The Existential Risk of Math Errors - Gwern.net
How big is this upper bound? Mathematicians have often made errors in proofs. But it’s rarer for ideas to be accepted for a long time and then rejected. But we can divide errors into 2 basic cases corresponding to type I and type II errors:

1. Mistakes where the theorem is still true, but the proof was incorrect (type I)
2. Mistakes where the theorem was false, and the proof was also necessarily incorrect (type II)

Before someone comes up with a final answer, a mathematician may have many levels of intuition in formulating & working on the problem, but we’ll consider the final end-product where the mathematician feels satisfied that he has solved it. Case 1 is perhaps the most common case, with innumerable examples; this is sometimes due to mistakes in the proof that anyone would accept is a mistake, but many of these cases are due to changing standards of proof.
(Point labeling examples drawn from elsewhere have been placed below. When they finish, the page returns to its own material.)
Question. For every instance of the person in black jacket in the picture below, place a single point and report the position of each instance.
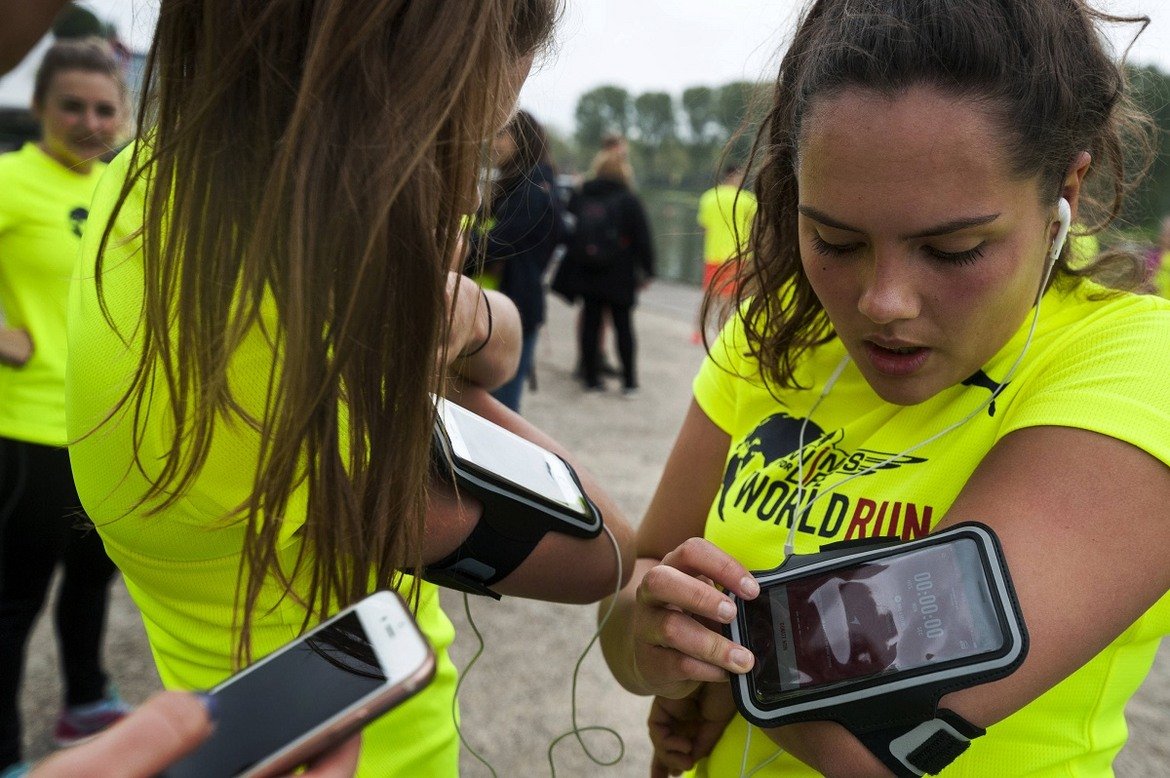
(518, 232)
(612, 257)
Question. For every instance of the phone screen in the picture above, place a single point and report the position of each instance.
(923, 607)
(272, 704)
(520, 461)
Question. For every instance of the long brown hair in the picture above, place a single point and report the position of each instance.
(312, 159)
(1040, 68)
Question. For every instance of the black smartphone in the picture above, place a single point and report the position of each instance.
(840, 627)
(314, 693)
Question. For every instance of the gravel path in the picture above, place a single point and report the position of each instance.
(516, 700)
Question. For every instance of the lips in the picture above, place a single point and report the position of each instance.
(896, 358)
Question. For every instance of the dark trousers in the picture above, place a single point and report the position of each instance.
(41, 524)
(510, 392)
(591, 336)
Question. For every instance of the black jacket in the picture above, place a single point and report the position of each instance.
(524, 232)
(617, 283)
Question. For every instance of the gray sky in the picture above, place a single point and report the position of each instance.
(641, 45)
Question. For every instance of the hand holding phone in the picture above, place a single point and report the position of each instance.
(158, 734)
(315, 693)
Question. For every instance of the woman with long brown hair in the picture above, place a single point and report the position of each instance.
(256, 335)
(913, 348)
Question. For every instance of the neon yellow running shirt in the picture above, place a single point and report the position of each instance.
(1088, 366)
(181, 565)
(43, 206)
(723, 217)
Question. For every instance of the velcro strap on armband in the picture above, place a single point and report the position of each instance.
(924, 749)
(486, 557)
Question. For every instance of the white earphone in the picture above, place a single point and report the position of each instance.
(1065, 213)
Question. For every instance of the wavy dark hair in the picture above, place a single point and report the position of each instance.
(532, 149)
(312, 159)
(1039, 66)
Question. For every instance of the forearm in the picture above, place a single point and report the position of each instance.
(830, 749)
(617, 635)
(493, 351)
(15, 346)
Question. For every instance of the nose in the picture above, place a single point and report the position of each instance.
(90, 121)
(888, 289)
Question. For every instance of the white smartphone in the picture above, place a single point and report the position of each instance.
(497, 462)
(314, 693)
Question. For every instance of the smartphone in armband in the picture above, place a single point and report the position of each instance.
(872, 634)
(315, 693)
(525, 491)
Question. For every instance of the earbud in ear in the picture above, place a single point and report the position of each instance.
(1065, 214)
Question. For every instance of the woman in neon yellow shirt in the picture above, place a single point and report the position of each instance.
(907, 356)
(255, 337)
(45, 194)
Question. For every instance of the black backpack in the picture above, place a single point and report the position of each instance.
(597, 240)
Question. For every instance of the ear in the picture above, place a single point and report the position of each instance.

For example, when David Hilbert discovered errors in Euclid’s proofs which no one noticed before, the theorems were still true, and the gaps more due to Hilbert being a modern mathematician thinking in terms of formal systems (which of course Euclid did not think in). (David Hilbert himself turns out to be a useful example of the other kind of error: his famous list of 23 problems was accompanied by definite opinions on the outcome of each problem and sometimes timings, several of which were wrong or questionable5.) Similarly, early calculus used ‘infinitesimals’ which were sometimes treated as being 0 and sometimes treated as an indefinitely small non-zero number; this was incoherent and strictly speaking, practically all of the calculus results were wrong because they relied on an incoherent concept - but of course the results were some of the greatest mathematical work ever conducted6 and when later mathematicians put calculus on a more rigorous footing, they immediately re-derived those results (sometimes with important qualifications), and doubtless as modern math evolves other fields have sometimes needed to go back and clean up the foundations and will in the future.7

...

Isaac Newton, incidentally, gave two proofs of the same solution to a problem in probability, one via enumeration and the other more abstract; the enumeration was correct, but the other proof totally wrong and this was not noticed for a long time, leading Stigler to remark:

...

TYPE I > TYPE II?
“Lefschetz was a purely intuitive mathematician. It was said of him that he had never given a completely correct proof, but had never made a wrong guess either.”
- Gian-Carlo Rota13

Case 2 is disturbing, since it is a case in which we wind up with false beliefs and also false beliefs about our beliefs (we no longer know that we don’t know). Case 2 could lead to extinction.

...

Except, errors do not seem to be evenly & randomly distributed between case 1 and case 2. There seem to be far more case 1s than case 2s, as already mentioned in the early calculus example: far more than 50% of the early calculus results were correct when checked more rigorously. Richard Hamming attributes to Ralph Boas a comment that while editing Mathematical Reviews that “of the new results in the papers reviewed most are true but the corresponding proofs are perhaps half the time plain wrong”.

...

Gian-Carlo Rota gives us an example with Hilbert:

...

Olga labored for three years; it turned out that all mistakes could be corrected without any major changes in the statement of the theorems. There was one exception, a paper Hilbert wrote in his old age, which could not be fixed; it was a purported proof of the continuum hypothesis, you will find it in a volume of the Mathematische Annalen of the early thirties.

...

Leslie Lamport advocates for machine-checked proofs and a more rigorous style of proofs similar to natural deduction, noting a mathematician acquaintance guesses at a broad error rate of 1/329 and that he routinely found mistakes in his own proofs and, worse, believed false conjectures30.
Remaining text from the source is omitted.